Harker compelled himself to watch. Needles plunged into the dead man’s skin; electrodes fastened to the scalp discharged suddenly. It was weird, vaguely terrifying, laden with burdensome implications for the future. All that seemed missing was the eery blue glow that characterized the evil experiments of stereotyped mad scientists.
He told himself that these men were not mad. He told himself that what they were doing was a natural outgrowth of the scientific techniques of the past century, that it was no more terrifying to restore life than it was to preserve it with antibiotics or serums. But he sensed a conflict within himself: he knew that if he accepted this assignment, he could embrace the idea intellectually but that somewhere in the moist jungle-areas of his subconscious mind he would feel disturbed and repelled.
“Watch the needles,” Raymond whispered. “Heartbeat’s beginning now. Respiration. The electroencephalograph is recording brain currents again.”
“The test, of course, is whether these things continue after your machinery is shut off, isn’t it?” Harker asked.
“Of course.”
Time edged by. Harker’s overstrained attention wandered; he took in the barren peeling walls of the lab, the dingy window through which late-afternoon light streamed. He had heard somewhere that the old-fashioned incandescent bulbs emitted a 60-cycle hum, and he tried unsuccessfully to hear it. Sweat-blotches stippled his shirt.
“Now!” Vogel said. He threw a master lever. The equipment whined faintly and cut off.
The heartbeat recorder and the respiration indicator showed a momentary lapse, then returned to their previous level. The EEG tape continued recording.
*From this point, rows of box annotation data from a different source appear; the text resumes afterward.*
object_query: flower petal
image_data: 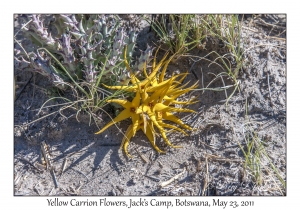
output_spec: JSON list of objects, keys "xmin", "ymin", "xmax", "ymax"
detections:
[{"xmin": 95, "ymin": 109, "xmax": 131, "ymax": 134}]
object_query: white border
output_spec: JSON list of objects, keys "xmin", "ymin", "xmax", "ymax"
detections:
[{"xmin": 0, "ymin": 0, "xmax": 300, "ymax": 210}]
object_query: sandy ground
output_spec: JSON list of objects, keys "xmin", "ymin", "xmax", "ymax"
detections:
[{"xmin": 14, "ymin": 15, "xmax": 286, "ymax": 196}]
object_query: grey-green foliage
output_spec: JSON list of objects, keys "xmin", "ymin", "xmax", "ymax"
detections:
[{"xmin": 15, "ymin": 15, "xmax": 152, "ymax": 87}]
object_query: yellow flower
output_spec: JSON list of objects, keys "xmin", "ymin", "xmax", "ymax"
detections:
[{"xmin": 96, "ymin": 48, "xmax": 198, "ymax": 157}]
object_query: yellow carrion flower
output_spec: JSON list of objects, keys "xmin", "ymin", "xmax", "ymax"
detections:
[{"xmin": 96, "ymin": 48, "xmax": 197, "ymax": 157}]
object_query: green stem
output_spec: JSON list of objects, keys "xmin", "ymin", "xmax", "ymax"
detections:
[{"xmin": 38, "ymin": 47, "xmax": 90, "ymax": 98}]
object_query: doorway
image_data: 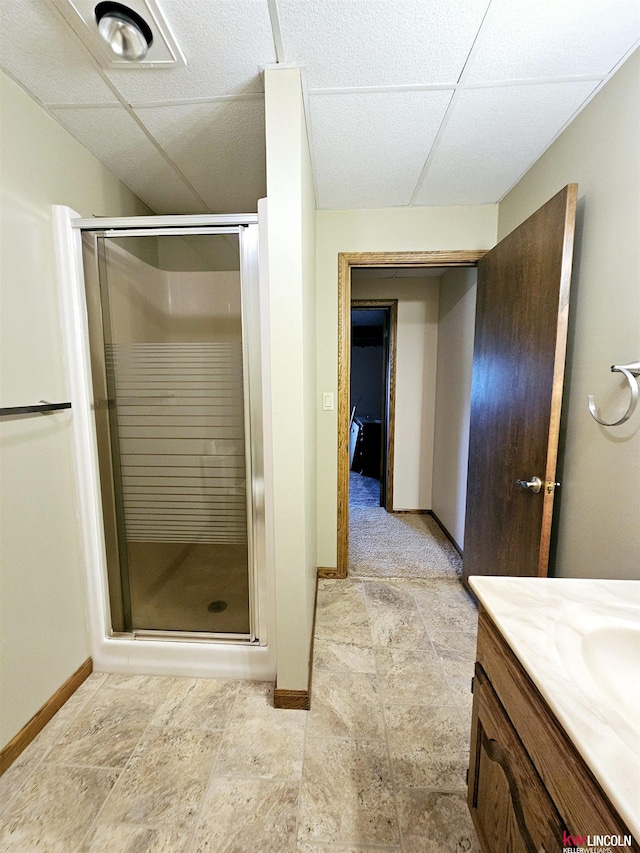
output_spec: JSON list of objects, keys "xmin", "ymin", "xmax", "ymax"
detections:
[
  {"xmin": 336, "ymin": 251, "xmax": 485, "ymax": 578},
  {"xmin": 349, "ymin": 299, "xmax": 398, "ymax": 511}
]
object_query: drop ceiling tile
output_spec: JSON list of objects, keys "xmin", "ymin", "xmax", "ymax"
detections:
[
  {"xmin": 136, "ymin": 96, "xmax": 266, "ymax": 213},
  {"xmin": 278, "ymin": 0, "xmax": 488, "ymax": 88},
  {"xmin": 0, "ymin": 0, "xmax": 118, "ymax": 104},
  {"xmin": 53, "ymin": 108, "xmax": 206, "ymax": 214},
  {"xmin": 309, "ymin": 91, "xmax": 452, "ymax": 209},
  {"xmin": 416, "ymin": 82, "xmax": 596, "ymax": 205},
  {"xmin": 108, "ymin": 0, "xmax": 276, "ymax": 104},
  {"xmin": 465, "ymin": 0, "xmax": 640, "ymax": 82}
]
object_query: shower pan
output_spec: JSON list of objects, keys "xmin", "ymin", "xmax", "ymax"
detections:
[{"xmin": 54, "ymin": 208, "xmax": 273, "ymax": 677}]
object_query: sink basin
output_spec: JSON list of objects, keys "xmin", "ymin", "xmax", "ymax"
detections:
[{"xmin": 556, "ymin": 603, "xmax": 640, "ymax": 753}]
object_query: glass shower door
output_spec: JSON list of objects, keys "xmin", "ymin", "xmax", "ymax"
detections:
[{"xmin": 85, "ymin": 229, "xmax": 253, "ymax": 639}]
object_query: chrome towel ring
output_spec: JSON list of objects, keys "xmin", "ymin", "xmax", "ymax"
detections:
[{"xmin": 589, "ymin": 361, "xmax": 640, "ymax": 426}]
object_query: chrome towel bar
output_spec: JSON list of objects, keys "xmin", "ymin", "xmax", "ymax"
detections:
[{"xmin": 0, "ymin": 400, "xmax": 71, "ymax": 417}]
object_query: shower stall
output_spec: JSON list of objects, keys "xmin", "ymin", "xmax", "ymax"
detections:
[{"xmin": 54, "ymin": 208, "xmax": 274, "ymax": 677}]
Harker’s eyes widened slightly. A slow smile appeared on Raymond’s face; behind him, Harker could hear Lurie cracking his knuckles nervously, and bespectacled Dr. Klaus tensely grinding his molars together.
“I guess we did it,” Vogel said.
The dead man’s arms moved slowly. His eyelids fluttered, but the anesthetic insured continued unconsciousness. His lips parted—and the soft groan that came forth was, for Harker, the clincher he had been half-hoping would not be forthcoming.
The man groaned again. Harker felt suddenly weary, and turned his head away.